South Africa Studying Court Ruling on Bashir: Foreign Minister
JOHANNESBURG
South Africa's government is studying a court's rejection of its bid to appeal a ruling that authorities erred in letting Sudan's wanted leader leave the country despite a court order barring him from doing so, South Africa's foreign minister said.
A South African court on Wednesday threw out the appeal bid on grounds Sudanese President Omar Hassan al-Bashir did not have diplomatic immunity against a global arrest warrant issued against him by the International Criminal Court (ICC).
Al-Bashir, who was in South Africa for an African Union (AU) summit in June, was allowed to depart for Khartoum even though a Pretoria court had issued an order banning him from leaving.

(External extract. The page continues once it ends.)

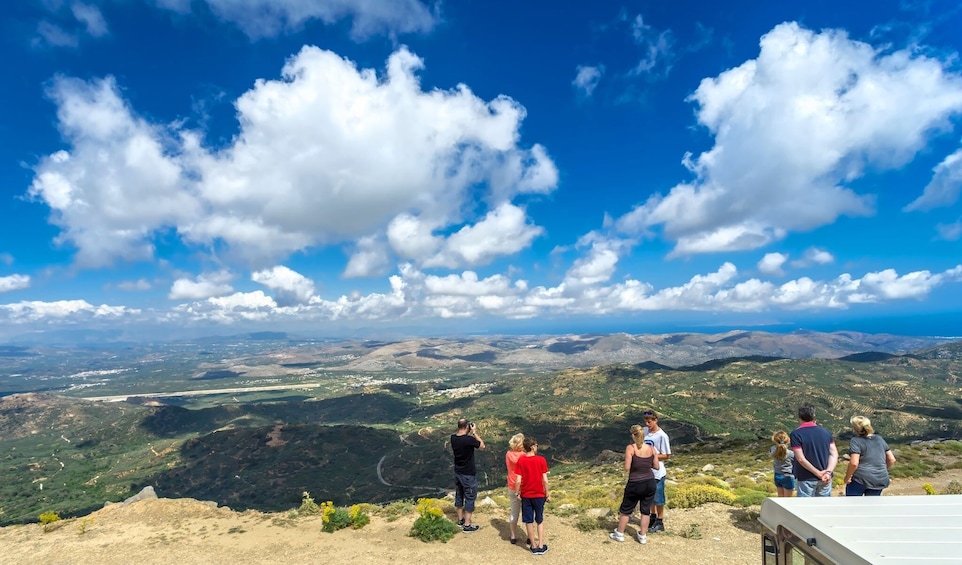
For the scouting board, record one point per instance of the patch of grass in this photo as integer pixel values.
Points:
(396, 509)
(585, 523)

Bashir is wanted by the ICC for alleged war crimes related to the conflict in the Darfur region of Sudan.
South African President Jacob Zuma last month defended the government's failure to detain Bashir, saying that he had immunity as a guest of the AU.
Speaking in Washington after meetings with U.S. Secretary of State John Kerry, South African Foreign Minister Maite Nkoana-Mashabane said: "The government is busy studying the outcome and we definitely would take the matter up at the appropriate time."
The opposition Democratic Alliance party, which sponsored a failed motion in parliament to set up an ad hoc committee to investigate the president for possible impeachment over his role in the saga, welcomed the court's ruling against the appeal.
The ICC has since asked Zuma's government to explain its decision to ignore the arrest warrant before October 5.